Sur ce, mon valet me fait une révérence et adresse un sourire à Félix avant de nous ouvrir la porte.
– Salut Terance ! dit cet idiot avec un geste de la main.
Je lève les yeux au ciel et attrape son bras.
– Viens !
– C’est lui le valet qui dort devant ta porte ? me demande-t-il amusé.
– Parle moins fort, et ne…
Je m’aperçois qu’il ne m’écoute plus. Je ne vois plus que sa pomme d’Adam quand je réalise que ses yeux sont captivés par le plafond. Tout en rond, centré sur le grand escalier, où sont peints les plus beaux ornements du palais.
Il siffle en tournant sur lui-même.
– Arrête ! Rie-je, on va t’entendre.
– Ton papa n’est pas à la maison ! Fais -moi visiter ! me supplie-t-il comme un enfant, les mains jointes et le dos courbé pour se pencher à ma hauteur.
J’approche mon visage du sien et le fais espérer pendant une seconde. Ses yeux pétillent.
– Non. Les archives sont par là-bas.
Nous marchons dans les couloirs de pierre infinis, c’est comme à l’académie , mais en plus vide et moins bruyant. Le soleil s’est couché par les grandes fenêtres qui surplombent le passage, et seules les flammes vacillantes des torches entre chacune d’elles nous ouvrent la voie.
– J’ai dit que je ne te poserais pas de question, me demande Félix, mais tu vas aux archives aussi ?
– Pour te faire une confession…
– Ne te donne pas cette peine, m’interrompt-il.
– J’irai dans le bureau de mon père si le temps nous le permet.
Il ne répond pas, il doit mourir d’envie d’en savoir plus, mais je reste muette.

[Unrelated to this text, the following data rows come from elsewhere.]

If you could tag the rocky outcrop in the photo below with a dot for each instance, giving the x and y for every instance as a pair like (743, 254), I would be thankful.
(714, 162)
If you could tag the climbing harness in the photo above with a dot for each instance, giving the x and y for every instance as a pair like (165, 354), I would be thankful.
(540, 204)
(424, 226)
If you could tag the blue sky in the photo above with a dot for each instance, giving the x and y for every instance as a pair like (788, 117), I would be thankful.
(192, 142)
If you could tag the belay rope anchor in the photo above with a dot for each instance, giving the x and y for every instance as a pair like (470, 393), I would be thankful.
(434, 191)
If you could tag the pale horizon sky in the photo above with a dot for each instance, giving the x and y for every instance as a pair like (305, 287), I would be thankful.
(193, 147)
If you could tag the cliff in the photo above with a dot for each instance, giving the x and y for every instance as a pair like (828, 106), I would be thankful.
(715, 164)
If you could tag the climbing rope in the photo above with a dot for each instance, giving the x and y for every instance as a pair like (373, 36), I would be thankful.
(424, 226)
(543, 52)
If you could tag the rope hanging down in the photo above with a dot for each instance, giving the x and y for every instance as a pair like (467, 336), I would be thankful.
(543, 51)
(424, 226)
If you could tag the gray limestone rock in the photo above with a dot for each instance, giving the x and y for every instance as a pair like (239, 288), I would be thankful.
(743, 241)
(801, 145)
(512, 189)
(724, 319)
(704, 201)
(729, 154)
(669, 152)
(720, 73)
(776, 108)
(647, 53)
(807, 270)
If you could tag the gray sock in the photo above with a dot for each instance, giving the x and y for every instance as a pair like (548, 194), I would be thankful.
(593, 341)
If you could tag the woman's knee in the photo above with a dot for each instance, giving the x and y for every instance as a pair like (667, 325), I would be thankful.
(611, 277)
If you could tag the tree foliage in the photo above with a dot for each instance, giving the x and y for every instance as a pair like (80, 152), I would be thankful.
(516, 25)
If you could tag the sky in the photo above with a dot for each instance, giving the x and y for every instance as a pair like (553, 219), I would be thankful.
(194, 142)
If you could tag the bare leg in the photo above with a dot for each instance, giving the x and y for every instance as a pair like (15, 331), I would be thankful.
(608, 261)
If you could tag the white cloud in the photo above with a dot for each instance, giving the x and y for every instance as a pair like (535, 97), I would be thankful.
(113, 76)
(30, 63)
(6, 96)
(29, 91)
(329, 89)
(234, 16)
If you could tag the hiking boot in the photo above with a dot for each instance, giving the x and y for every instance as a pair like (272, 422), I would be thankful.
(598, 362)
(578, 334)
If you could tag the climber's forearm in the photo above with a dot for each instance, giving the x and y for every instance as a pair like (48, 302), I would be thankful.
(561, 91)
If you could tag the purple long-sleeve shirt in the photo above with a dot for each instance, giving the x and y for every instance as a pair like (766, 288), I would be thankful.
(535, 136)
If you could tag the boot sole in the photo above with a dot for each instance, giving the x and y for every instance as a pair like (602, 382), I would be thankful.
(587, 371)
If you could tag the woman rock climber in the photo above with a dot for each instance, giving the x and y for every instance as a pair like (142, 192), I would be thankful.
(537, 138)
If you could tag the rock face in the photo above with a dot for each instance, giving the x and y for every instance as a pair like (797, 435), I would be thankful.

Je marche loin derrière lui tant ses jambes font le double des miennes. Il reste concentré, les poings serrés et les lèvres pincées, à observer chaque titre de salles, tandis que je cours un pas sur deux pour ne pas le perdre dans le labyrinthe.
– J’espère pour ce pauvre Térance que tu es un peu plus aimable avec lui qu’avec moi, me dit-il en tournant sa tête vers moi, sans pour autant ralentir son rythme pressé.
– Non, toi, tu es juste mon chauffeur, c'est pour ça, dis-je essoufflée.
– Hmm, un chauffeur un peu plus drôle que ce pauvre valet, dit-il en tordant sa bouche et en pointant l’arrière du couloir avec son pouce.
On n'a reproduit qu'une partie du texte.